Ia dikurung hampir satu jam di pos kecil. Tubuhnya gemetar, kepala berdenyut. Namun yang paling menyakitkan adalah kalimat itu—dingin dan tajam:
“Jangan pernah berjualan di sini lagi. Kalau ketahuan, kami tarik lagi.”
Malam menjelang. Dengan tubuh bonyok dan langkah tertatih, Sudrajat pulang sendiri naik kereta. Di rumah, istrinya terdiam, anak-anaknya menatap dengan mata cemas.
“Pak… kenapa wajah Ayah?” tanya si bungsu pelan.
“Cuma jatuh, Nak… capek,”
jawab Sudrajat sambil tersenyum tipis, menyembunyikan perih.
Empat hari berlalu. Sudrajat tak lagi berani kembali ke titik langganannya. Trauma menempel di setiap ingatan. Mangga Besar dan Sawah Besar menjadi rute baru—lebih jauh, lebih berat, tapi terasa lebih aman.
Beberapa hari kemudian, dua aparat datang ke rumahnya. Mereka duduk di ruang tamu sederhana, wajah penuh penyesalan.
“Pak Sudrajat, kami minta maaf. Tindakan kami kemarin berlebihan,” ujar Aiptu Ikhwan pelan.
“Kami hanya merespons laporan warga. Tidak ada niat menyakiti,” tambah Serda Hari.
Sudrajat menunduk. Tangannya bergetar pelan. “Maaf saya terima… tapi rasa takut itu… masih ada,” katanya lirih.

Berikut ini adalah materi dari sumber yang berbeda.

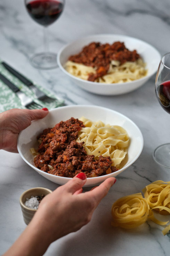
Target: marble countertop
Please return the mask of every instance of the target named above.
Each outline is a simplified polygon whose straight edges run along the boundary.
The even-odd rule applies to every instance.
[[[114,33],[145,41],[163,55],[170,51],[170,9],[168,0],[66,0],[63,14],[49,27],[50,48],[57,52],[66,44],[80,37]],[[62,98],[67,104],[99,105],[120,112],[136,124],[144,137],[141,155],[117,177],[117,182],[102,201],[91,222],[53,243],[44,255],[169,255],[170,238],[162,234],[161,227],[148,222],[137,228],[126,230],[110,224],[111,206],[117,199],[140,192],[155,180],[170,180],[170,170],[158,164],[152,157],[157,146],[170,140],[170,116],[156,99],[155,75],[128,94],[117,96],[91,94],[78,87],[59,68],[42,70],[31,65],[29,57],[42,45],[43,31],[28,15],[24,1],[1,1],[0,24],[1,59]],[[26,227],[19,203],[21,194],[39,186],[54,190],[58,185],[39,175],[18,154],[1,150],[0,161],[1,254]]]

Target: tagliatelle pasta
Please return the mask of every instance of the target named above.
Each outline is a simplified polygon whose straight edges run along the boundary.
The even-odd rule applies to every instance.
[[[120,65],[117,64],[119,62],[112,61],[107,73],[94,82],[105,84],[121,83],[139,79],[147,73],[146,64],[141,59],[135,62],[127,61]],[[71,75],[85,80],[88,80],[89,74],[95,74],[96,72],[94,68],[70,61],[67,62],[65,68]]]
[[[149,207],[149,219],[160,225],[165,225],[169,222],[161,222],[154,216],[152,210],[163,215],[170,215],[170,181],[156,180],[146,186],[143,190]],[[170,230],[170,224],[163,231],[165,235]]]
[[[111,225],[124,228],[133,228],[146,220],[148,212],[146,201],[141,193],[121,197],[112,205]]]
[[[93,122],[84,117],[79,119],[86,126],[78,132],[77,141],[84,142],[87,154],[110,156],[112,165],[119,168],[127,154],[130,139],[126,131],[118,125],[105,125],[101,121]]]
[[[160,225],[166,225],[169,222],[158,219],[153,210],[161,215],[170,214],[170,181],[157,180],[143,190],[141,193],[121,197],[112,205],[111,225],[125,228],[136,227],[144,223],[148,218]],[[170,224],[163,230],[164,235],[170,230]]]

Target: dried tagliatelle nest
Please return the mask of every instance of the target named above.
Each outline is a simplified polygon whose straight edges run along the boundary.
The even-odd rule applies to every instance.
[[[154,211],[161,215],[170,215],[170,181],[157,180],[146,186],[141,193],[126,196],[118,199],[113,204],[111,224],[125,228],[132,228],[145,222],[147,218],[160,225],[162,222],[155,217]],[[170,230],[170,224],[162,232],[164,235]]]

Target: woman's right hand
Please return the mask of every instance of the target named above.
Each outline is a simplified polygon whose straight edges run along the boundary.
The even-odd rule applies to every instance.
[[[40,204],[31,224],[37,226],[43,222],[51,242],[88,223],[116,180],[114,178],[107,179],[98,186],[81,193],[86,180],[85,175],[80,173],[46,196]]]
[[[116,180],[108,178],[82,193],[86,180],[85,175],[80,172],[46,196],[32,221],[4,256],[41,256],[51,243],[87,224]]]

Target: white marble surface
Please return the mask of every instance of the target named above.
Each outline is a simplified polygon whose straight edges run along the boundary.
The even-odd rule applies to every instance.
[[[59,68],[49,71],[34,68],[28,59],[42,44],[42,28],[31,19],[24,2],[0,2],[0,58],[62,97],[67,104],[98,105],[125,115],[138,126],[144,138],[139,157],[117,177],[91,223],[54,242],[45,255],[169,255],[170,238],[162,235],[160,226],[147,222],[129,231],[110,225],[111,207],[116,200],[141,192],[151,182],[170,180],[170,170],[159,165],[152,157],[155,148],[170,140],[170,117],[156,99],[155,75],[135,91],[108,96],[91,94],[78,88]],[[57,52],[80,37],[113,33],[145,41],[163,55],[170,51],[170,9],[168,0],[67,0],[62,15],[49,28],[50,47]],[[1,150],[0,161],[0,253],[2,254],[26,226],[19,204],[21,194],[31,187],[53,190],[57,185],[39,175],[19,154]]]

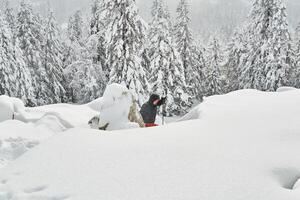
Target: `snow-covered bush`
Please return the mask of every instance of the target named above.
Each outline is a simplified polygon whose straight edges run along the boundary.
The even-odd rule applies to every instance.
[[[107,86],[101,100],[100,116],[90,122],[92,128],[117,130],[143,126],[142,118],[131,92],[119,84]]]
[[[64,70],[72,102],[87,103],[102,95],[104,77],[100,65],[91,60],[80,60]]]

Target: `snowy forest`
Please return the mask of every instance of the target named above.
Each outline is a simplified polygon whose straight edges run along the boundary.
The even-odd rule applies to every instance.
[[[300,19],[289,26],[282,0],[254,0],[230,38],[220,30],[205,42],[188,0],[174,19],[164,0],[153,0],[150,21],[135,0],[94,0],[89,16],[76,11],[66,29],[50,6],[45,17],[24,0],[1,10],[0,94],[27,106],[87,103],[120,83],[139,105],[157,93],[167,96],[168,115],[182,115],[211,95],[300,88]]]

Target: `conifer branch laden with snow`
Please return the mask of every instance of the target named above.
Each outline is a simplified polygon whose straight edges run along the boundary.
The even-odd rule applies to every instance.
[[[154,93],[167,95],[167,114],[179,115],[190,106],[190,96],[181,57],[172,37],[169,13],[162,0],[155,0],[149,30],[151,86]]]
[[[127,86],[141,105],[149,94],[147,76],[141,65],[146,27],[135,0],[105,0],[105,6],[110,18],[107,30],[109,84]]]
[[[204,77],[201,71],[204,62],[201,59],[202,51],[194,44],[192,31],[190,30],[190,12],[187,0],[180,0],[177,7],[177,20],[174,26],[174,35],[176,48],[181,56],[184,68],[184,76],[189,87],[189,93],[194,98],[200,100],[204,95],[203,85]]]
[[[276,91],[288,84],[294,63],[282,0],[255,0],[243,34],[247,49],[239,65],[240,88]]]

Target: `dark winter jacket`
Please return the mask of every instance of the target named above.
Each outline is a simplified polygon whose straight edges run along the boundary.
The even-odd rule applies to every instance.
[[[157,108],[158,106],[161,106],[164,103],[164,101],[160,100],[157,105],[154,105],[154,101],[158,99],[160,99],[159,96],[153,94],[151,95],[149,101],[142,106],[140,113],[143,117],[145,124],[155,123]]]

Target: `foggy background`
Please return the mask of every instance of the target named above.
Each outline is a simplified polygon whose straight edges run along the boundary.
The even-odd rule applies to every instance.
[[[20,0],[10,0],[16,7]],[[47,3],[56,13],[57,20],[63,25],[76,10],[90,12],[92,0],[31,0],[34,9],[45,13]],[[179,0],[166,0],[169,10],[175,17]],[[0,0],[2,4],[5,0]],[[291,28],[300,22],[300,0],[285,0],[288,8],[288,18]],[[152,0],[137,0],[141,16],[150,21]],[[209,34],[216,30],[230,32],[248,15],[252,1],[250,0],[190,0],[192,29],[199,34]],[[224,29],[223,29],[224,27]]]

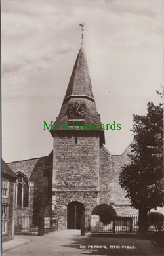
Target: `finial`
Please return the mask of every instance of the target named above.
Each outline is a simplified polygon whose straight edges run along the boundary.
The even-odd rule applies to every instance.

“Apakah Bapak akan berjualan lagi?” tanya Ikhwan ragu.
Sudrajat mengangguk pelan.
“Harus. Anak-anak saya makan dari itu. Tapi saya hati-hati. Rute baru. Tempat baru.”
Pagi berikutnya, ia kembali memanggul box es kue. Luka di tubuhnya mulai memudar, tapi bekasnya masih tinggal di hati. Ia menatap es-es warna-warni itu dan berbisik,
“Nasib boleh berat… tapi hidup harus jalan.”
Ia melangkah ke tengah keramaian Jakarta. Box es di tangannya kembali berkilau di bawah matahari pagi—seperti pelangi kecil yang tetap muncul, meski hujan kemarin belum benar-benar hilang. Sudrajat berjalan pelan, tapi tegak. Seorang pedagang es kue, dengan keberanian yang tak pernah habis.